I tried numerous emails that were never answered because the wrong information was put online! I ended up Twitter messaging a lady named Gloria who manages the park and finally getting the right information. I’ll save you the trouble. Simply email Info@Kahuzi-Biega.org with your planned dates.
Getting a visa for the DRC
Unlike Rwanda and Uganda where you can pay in cash upon arrival, you’ll need to organize your visa in advance. It used to be much more difficult but I’m here to say that as of 2020, the entry process is quite straight forward. The Kahuzi Biega National park will send you an invitation letter (The Virunga National Park will do the same thing). Simply bring this letter with you to the immigration office in the DRC, along with $100 USD in cash and they’ll give you a tourist visa for 14 days.
Note that this visa is specifically for the North/South Kivu areas for people that want to visit the Virunga and Kahuzi-Biega National parks. You cannot take a flight to Kinshaasa for example.
Total cost for the trip
Gorilla trekking in the Congo is not only an unforgettable experience but it will be the most kind to your wallet. Here is a breakdown of all the money we spent for two people hiking, exclusive of international flights in USD.

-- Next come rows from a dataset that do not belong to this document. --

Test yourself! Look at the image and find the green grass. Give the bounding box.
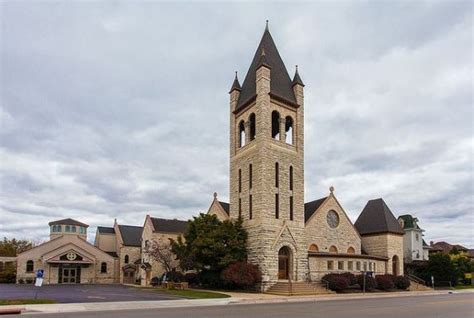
[0,299,56,306]
[454,285,474,289]
[147,288,230,299]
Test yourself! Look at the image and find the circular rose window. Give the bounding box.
[326,210,339,228]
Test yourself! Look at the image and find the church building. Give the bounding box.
[208,25,404,291]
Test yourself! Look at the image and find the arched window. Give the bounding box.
[100,262,107,273]
[26,260,35,273]
[239,169,242,193]
[249,113,257,141]
[275,162,280,188]
[272,110,280,140]
[290,166,293,191]
[285,116,293,145]
[239,120,245,148]
[249,164,253,189]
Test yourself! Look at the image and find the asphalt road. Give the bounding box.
[16,293,474,318]
[0,284,181,303]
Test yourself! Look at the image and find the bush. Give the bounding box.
[322,273,350,292]
[393,276,410,290]
[221,262,262,289]
[150,276,161,286]
[375,275,395,290]
[184,273,199,286]
[356,275,377,290]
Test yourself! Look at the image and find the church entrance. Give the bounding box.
[278,246,291,279]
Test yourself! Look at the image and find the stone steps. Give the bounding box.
[266,282,332,296]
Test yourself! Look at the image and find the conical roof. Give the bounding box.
[236,27,296,110]
[354,199,404,235]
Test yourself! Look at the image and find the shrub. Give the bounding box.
[375,275,395,290]
[393,276,410,290]
[322,273,350,291]
[221,262,262,289]
[356,275,377,290]
[150,276,161,286]
[184,273,199,285]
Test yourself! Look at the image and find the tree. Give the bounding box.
[172,213,247,285]
[144,240,176,272]
[0,237,34,256]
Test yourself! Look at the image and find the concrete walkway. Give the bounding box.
[0,290,474,313]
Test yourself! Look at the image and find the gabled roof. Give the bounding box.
[217,201,230,215]
[304,197,328,222]
[398,214,421,230]
[118,225,143,246]
[236,27,296,110]
[354,199,404,235]
[150,218,188,233]
[97,226,115,234]
[48,218,89,227]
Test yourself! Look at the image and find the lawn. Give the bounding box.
[143,288,230,299]
[0,299,56,306]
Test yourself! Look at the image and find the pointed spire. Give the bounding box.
[291,65,304,87]
[229,71,242,94]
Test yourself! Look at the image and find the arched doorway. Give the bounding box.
[278,246,291,279]
[392,255,399,276]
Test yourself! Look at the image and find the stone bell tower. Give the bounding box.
[229,23,308,290]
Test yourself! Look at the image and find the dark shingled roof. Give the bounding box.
[151,218,188,233]
[354,199,404,235]
[97,226,115,234]
[48,219,89,227]
[304,197,328,222]
[118,225,143,246]
[219,201,230,215]
[236,28,296,110]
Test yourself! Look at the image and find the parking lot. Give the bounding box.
[0,284,181,303]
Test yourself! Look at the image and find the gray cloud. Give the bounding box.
[0,1,474,246]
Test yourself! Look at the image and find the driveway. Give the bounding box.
[0,284,181,303]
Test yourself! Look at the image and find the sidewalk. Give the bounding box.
[0,290,474,313]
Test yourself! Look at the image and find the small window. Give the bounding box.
[26,260,35,273]
[249,194,252,220]
[239,198,242,218]
[249,164,253,189]
[347,261,354,271]
[275,162,280,188]
[328,261,334,270]
[275,193,280,219]
[239,169,242,193]
[272,110,280,140]
[290,166,293,191]
[285,116,293,145]
[249,113,257,141]
[290,196,293,221]
[239,120,245,148]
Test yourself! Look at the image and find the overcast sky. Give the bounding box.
[0,1,474,248]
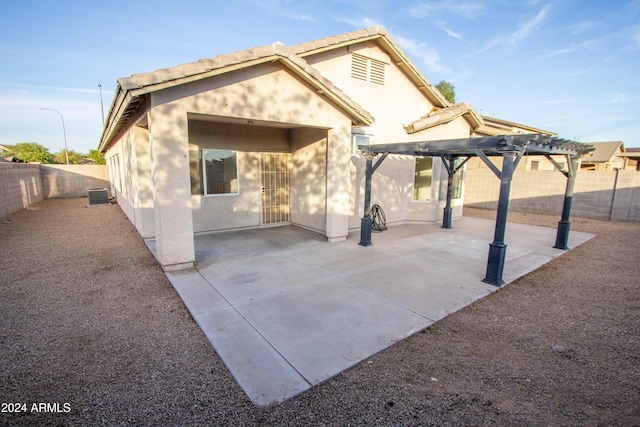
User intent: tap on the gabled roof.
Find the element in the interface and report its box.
[583,141,624,163]
[289,25,451,108]
[404,102,484,134]
[99,34,374,151]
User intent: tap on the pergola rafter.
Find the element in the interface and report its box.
[358,134,594,286]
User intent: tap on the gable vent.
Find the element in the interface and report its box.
[351,53,385,85]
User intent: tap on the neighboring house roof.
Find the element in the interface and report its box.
[476,116,557,136]
[289,25,451,107]
[404,102,483,134]
[99,32,382,151]
[583,141,624,163]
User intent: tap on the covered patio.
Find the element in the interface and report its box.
[358,134,595,286]
[148,217,593,405]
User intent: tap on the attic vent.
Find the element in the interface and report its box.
[351,53,385,85]
[87,188,111,206]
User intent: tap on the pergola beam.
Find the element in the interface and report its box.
[358,134,594,286]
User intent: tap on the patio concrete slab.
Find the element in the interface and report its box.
[148,218,593,405]
[237,277,432,384]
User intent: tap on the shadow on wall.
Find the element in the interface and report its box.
[464,171,640,221]
[40,165,111,199]
[0,163,44,217]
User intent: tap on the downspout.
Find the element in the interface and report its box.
[609,168,620,221]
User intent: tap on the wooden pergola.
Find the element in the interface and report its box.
[358,134,594,286]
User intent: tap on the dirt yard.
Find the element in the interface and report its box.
[0,199,640,426]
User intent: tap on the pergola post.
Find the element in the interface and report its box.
[441,157,456,229]
[358,154,373,246]
[482,153,517,286]
[554,155,579,250]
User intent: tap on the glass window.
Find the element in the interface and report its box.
[352,134,371,154]
[189,150,238,195]
[202,150,238,195]
[413,157,433,201]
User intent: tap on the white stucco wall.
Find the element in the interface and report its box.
[305,42,470,227]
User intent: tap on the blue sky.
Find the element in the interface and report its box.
[0,0,640,152]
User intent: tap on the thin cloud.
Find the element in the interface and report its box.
[471,4,552,55]
[393,35,449,73]
[571,22,598,36]
[335,17,384,29]
[434,21,462,40]
[409,0,484,19]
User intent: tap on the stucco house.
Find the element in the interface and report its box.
[99,27,486,270]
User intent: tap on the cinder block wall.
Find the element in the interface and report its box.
[464,167,640,221]
[40,165,111,199]
[0,163,111,217]
[0,163,44,217]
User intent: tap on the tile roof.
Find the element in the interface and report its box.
[404,102,483,134]
[584,141,624,163]
[99,27,400,151]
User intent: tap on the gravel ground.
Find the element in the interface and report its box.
[0,199,640,426]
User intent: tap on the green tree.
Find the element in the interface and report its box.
[53,149,84,165]
[2,142,53,163]
[436,80,456,104]
[87,150,107,165]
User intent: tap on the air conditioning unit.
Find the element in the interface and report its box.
[87,188,111,206]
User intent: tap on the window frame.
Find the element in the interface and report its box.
[411,156,434,203]
[189,148,240,197]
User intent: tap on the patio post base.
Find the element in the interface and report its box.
[358,215,373,246]
[482,243,507,286]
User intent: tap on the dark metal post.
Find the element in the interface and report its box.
[554,156,578,250]
[358,155,373,246]
[442,157,456,229]
[482,153,516,286]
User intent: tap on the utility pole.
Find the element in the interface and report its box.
[98,82,104,127]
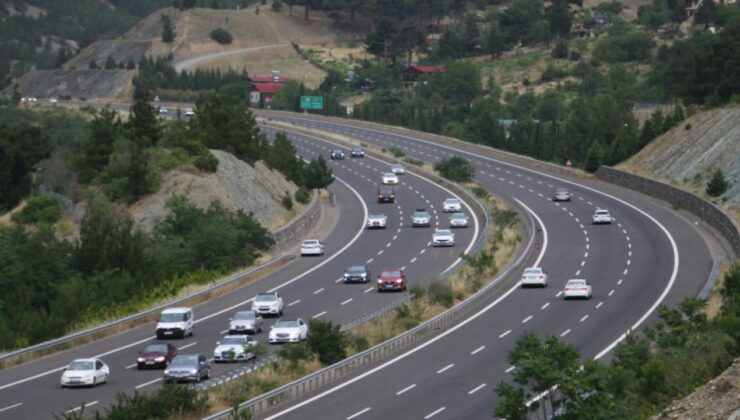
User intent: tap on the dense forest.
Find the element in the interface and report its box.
[0,90,333,349]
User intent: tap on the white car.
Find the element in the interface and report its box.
[252,292,283,316]
[229,311,264,335]
[156,308,193,340]
[593,209,614,225]
[301,239,324,255]
[450,212,468,228]
[367,213,388,229]
[411,207,432,227]
[213,335,257,362]
[442,198,462,213]
[391,163,406,175]
[269,318,308,344]
[563,279,591,299]
[59,359,110,388]
[432,229,455,246]
[383,173,398,185]
[522,267,547,287]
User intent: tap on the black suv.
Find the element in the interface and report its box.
[378,187,396,203]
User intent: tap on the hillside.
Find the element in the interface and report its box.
[11,7,335,99]
[620,108,740,204]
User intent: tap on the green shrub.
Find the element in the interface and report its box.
[706,168,730,197]
[281,192,293,210]
[11,195,62,225]
[434,156,475,182]
[428,282,455,308]
[295,186,311,204]
[211,28,234,45]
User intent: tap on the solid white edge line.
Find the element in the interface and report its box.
[265,198,548,420]
[0,177,368,390]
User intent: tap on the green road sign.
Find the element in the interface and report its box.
[301,96,324,109]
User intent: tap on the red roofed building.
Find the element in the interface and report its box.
[403,65,447,80]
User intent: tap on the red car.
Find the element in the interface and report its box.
[378,268,406,292]
[136,343,177,369]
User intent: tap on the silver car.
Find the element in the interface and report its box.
[229,311,264,334]
[450,212,468,228]
[411,207,432,227]
[432,229,455,246]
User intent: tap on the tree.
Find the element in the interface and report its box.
[307,319,347,366]
[105,56,117,70]
[126,89,161,149]
[706,168,730,197]
[162,15,177,44]
[547,0,573,38]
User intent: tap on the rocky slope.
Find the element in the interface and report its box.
[130,150,297,230]
[620,109,740,204]
[652,359,740,420]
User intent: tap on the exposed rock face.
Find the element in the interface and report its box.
[130,150,297,231]
[652,359,740,420]
[630,109,740,203]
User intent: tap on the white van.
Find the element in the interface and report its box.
[157,308,193,340]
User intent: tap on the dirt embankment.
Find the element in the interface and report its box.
[620,109,740,204]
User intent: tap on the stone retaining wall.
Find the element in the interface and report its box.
[596,166,740,256]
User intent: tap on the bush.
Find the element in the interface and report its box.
[11,195,62,225]
[211,28,234,45]
[429,283,455,308]
[295,186,311,204]
[706,168,730,197]
[434,156,475,182]
[281,192,293,210]
[307,319,347,366]
[193,153,218,173]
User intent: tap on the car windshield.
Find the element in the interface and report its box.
[568,280,586,287]
[67,360,95,370]
[221,337,247,345]
[172,354,198,366]
[234,311,255,321]
[144,344,167,353]
[159,313,185,322]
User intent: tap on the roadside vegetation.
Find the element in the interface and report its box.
[493,263,740,420]
[0,91,333,349]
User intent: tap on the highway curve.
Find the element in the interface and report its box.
[251,113,711,419]
[0,120,478,419]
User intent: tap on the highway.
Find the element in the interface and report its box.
[0,116,479,419]
[251,114,711,419]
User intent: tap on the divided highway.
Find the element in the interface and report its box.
[0,121,479,419]
[253,113,711,420]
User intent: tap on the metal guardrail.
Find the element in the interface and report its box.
[0,255,295,363]
[205,198,536,420]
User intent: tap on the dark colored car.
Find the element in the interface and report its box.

- $13 – One way Bus ticket from Kigali to the DRC/Rwanda Border ($6.5 per person)
- $200 – DRC Visa ($100 per person)
- $2 – Taxi from the DRC border to the guesthouse
- $300 – Two nights at the Coco lodge in Bukavu, DRC ($125 per night if you’re a solo traveler)
- $800 – Two gorilla permits ($400 per person)
- $80 – Full day driver to take us to the Kahuzi Biega National Park
- $100 – Tips for the park rangers ($50 per person)
- $150 – Meals and drinks for two days for two people ($75 per person)
- $60 – Two Rwandan visas for when we returned to Rwanda ($30 per person)
- $200 – One way Cyangugu to Kigali flights ($100 per person)
- $1,900 – Total price for everything for two people
- $1,100 – Total price for one person if you’re a solo traveler
As you can see, the price for two people including EVERYTHING is not much more than just the gorilla permit itself in Rwanda. Keep in mind in Rwanda, you’ll have to also pay for your transport to the Volcanoes National Park, ranger tips, accommodations etc.